The Akira ransomware gang has emerged as a formidable and relentless cybercriminal force, leaving a trail of devastation in its wake. A joint advisory from the FBI, CISA, Europol, and the Netherlands’ National Cyber Security Centre claims that this malicious group has successfully targeted more than 250 organizations across North America, Europe, and Australia over the past year alone.
The advisory sheds light on the staggering financial impact of Akira’s activities, with the group amassing a staggering $42 million in ransomware payments from its victims since March of 2023.
Masters of Adaptability
What sets Akira apart is its adaptability and the relentless evolution of its tactics. Initially targeting Windows systems, the group quickly expanded its arsenal by deploying a Linux variant specifically designed to infiltrate VMware ESXi virtual machines – a platform widely used by numerous large enterprises and organizations.
In a disturbing development, Akira has demonstrated the ability to simultaneously unleash multiple ransomware variants against different system architectures within a single attack. This tactical shift marks a concerning escalation of the group’s capabilities, making it an even more formidable adversary.

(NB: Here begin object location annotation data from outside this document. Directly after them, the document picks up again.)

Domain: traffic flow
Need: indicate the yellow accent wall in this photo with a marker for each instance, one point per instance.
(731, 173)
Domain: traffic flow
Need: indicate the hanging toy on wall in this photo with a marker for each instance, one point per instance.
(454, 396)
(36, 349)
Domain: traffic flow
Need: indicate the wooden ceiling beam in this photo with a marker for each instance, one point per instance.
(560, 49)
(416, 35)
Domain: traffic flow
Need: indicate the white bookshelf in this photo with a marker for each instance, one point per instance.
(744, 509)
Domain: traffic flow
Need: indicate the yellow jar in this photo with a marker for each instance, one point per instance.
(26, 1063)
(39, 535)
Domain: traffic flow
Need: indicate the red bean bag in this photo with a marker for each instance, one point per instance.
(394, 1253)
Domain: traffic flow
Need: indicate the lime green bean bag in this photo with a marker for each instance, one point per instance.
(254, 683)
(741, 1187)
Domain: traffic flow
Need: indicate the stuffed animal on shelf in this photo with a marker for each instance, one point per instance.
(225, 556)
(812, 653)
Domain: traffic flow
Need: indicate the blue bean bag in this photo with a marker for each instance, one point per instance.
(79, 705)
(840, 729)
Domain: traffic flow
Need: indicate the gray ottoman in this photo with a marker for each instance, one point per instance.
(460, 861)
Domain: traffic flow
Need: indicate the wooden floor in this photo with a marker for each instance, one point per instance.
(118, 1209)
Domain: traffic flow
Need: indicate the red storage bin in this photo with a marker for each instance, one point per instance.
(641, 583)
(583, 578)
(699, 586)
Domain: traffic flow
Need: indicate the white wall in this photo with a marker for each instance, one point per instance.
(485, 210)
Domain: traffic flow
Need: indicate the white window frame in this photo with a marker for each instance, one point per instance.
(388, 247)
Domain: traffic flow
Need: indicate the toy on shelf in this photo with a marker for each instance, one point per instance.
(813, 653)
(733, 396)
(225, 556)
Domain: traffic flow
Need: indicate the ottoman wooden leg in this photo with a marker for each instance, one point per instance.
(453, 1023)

Akira’s ransomware actors have proven adept at exploiting known vulnerabilities, particularly in Cisco VPN services that lack proper multifactor authentication (MFA) protection. The group has leveraged known flaws such as CVE-2020-3259 and CVE-2023-20269 to gain initial access to target networks.
A Jack of All Trades
However, Akira’s arsenal extends beyond technical vulnerabilities. The group also employs social engineering tactics, including spearphishing campaigns and the abuse of valid credentials, to breach organizations and establish a foothold within their systems.
Once inside a target network, Akira’s operators swiftly disable security measures to evade detection while systematically expanding their presence. They create new domain accounts to establish persistence, leverage techniques like “Kerberoasting” for credential extraction, and employ tools such as Mimikatz and LaZagne for privilege escalation.
Reconnaissance efforts are conducted using tools like Advanced IP Scanner and SoftPerfect, allowing the group to map out the compromised environment and identify high-value assets for potential data exfiltration or encryption.
Encryption and Exfiltration
Akira’s encryption capabilities have become particularly concerning to many as the group employs a “sophisticated hybrid encryption scheme” that tailors encryption methods based on file type and size, enabling both full and partial encryption of targeted data.
Furthermore, the group has demonstrated a willingness to exfiltrate sensitive data from compromised systems, using tools like FileZilla and WinRAR. This tactic heightens the pressure on victims, as the threat of data exposure adds to the urgency of paying the ransom demand.
The Wrap
In the face of Akira’s relentless onslaught, the advisory from law enforcement and cybersecurity agencies provides a roadmap for organizations to enhance their defenses. Key recommendations include implementing detailed recovery plans, enforcing multifactor authentication, staying up-to-date with security patches, and segmenting networks to limit the potential impact of a breach.
By fostering a culture of cybersecurity awareness, implementing stringent security measures, and staying informed about emerging threats, organizations can fortify their defenses against Akira and other ransomware menace.